- Overall return for private equity is 17.77 pct
- Venture capital returns 26.52 pct
- Buyouts produces 8.78 pct return
The San Francisco Employees’ Retirement System’s private equity portfolio netted a 17.77 percent return for the fiscal year ending on June 30, surpassing its benchmark by 5 percentage points, according to an annual investment report released on October 14.
The private equity portfolio provided a much-needed bright spot for the $20.3 billion pension system, which returned just 3.96 percent overall in fiscal 2015.
The retirement system’s $1.05 billion portfolio of venture capital holdings, which accounts for 43.7 percent of its private equity portfolio, led the way for the rest of the asset class.
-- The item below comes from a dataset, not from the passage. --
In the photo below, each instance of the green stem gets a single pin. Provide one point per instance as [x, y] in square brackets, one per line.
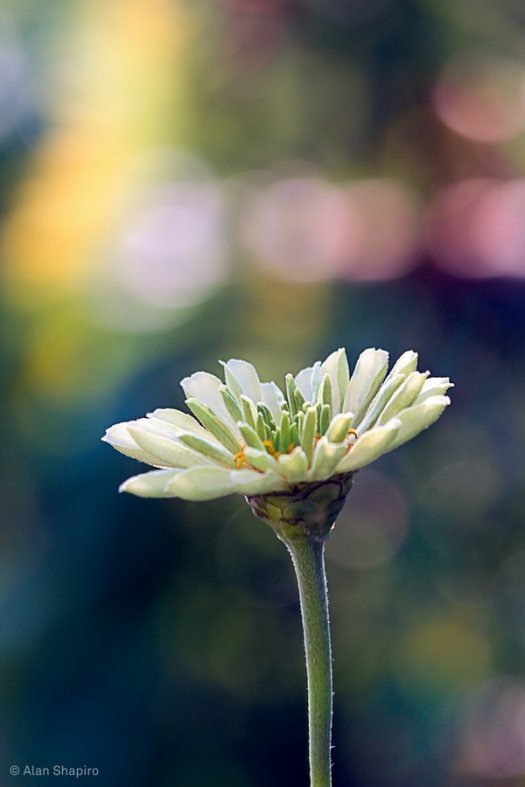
[308, 560]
Venture capital generated 26.52 percent for San Francisco last year net of fees.
While returns in its early and late stage portfolios remained relatively modest, its $359.8 million balanced venture capital portfolio netted 58.58 percent, according to the report.
Returns generated by the pension’s $1.03 billion portfolio of buyout funds were considerably weaker than those in venture capital, netting 8.78 percent on the year.
The 10-year annualized return generated by the buyouts portfolio outperformed San Francisco’s venture capital holdings by a little more than a full percentage point however, with buyouts netting 14.6 percent compared to venture capital’s 13.59 percent.
San Francisco also maintains a small portfolio ($313.7 million) of special situations assets, which includes investments in distressed, subordinated debt/mezzanine, secondary, energy, and other niche funds. The special situations portfolio netted 22.05 percent during the last fiscal year and produced a 10-year annualized return of 20.06 percent.
San Francisco remains well under its 16 percent allocation target to private equity. The pension had 11.8 percent of its assets in the asset class as of June 30, according to the investment report. The pension values its portfolio at $2.4 billion.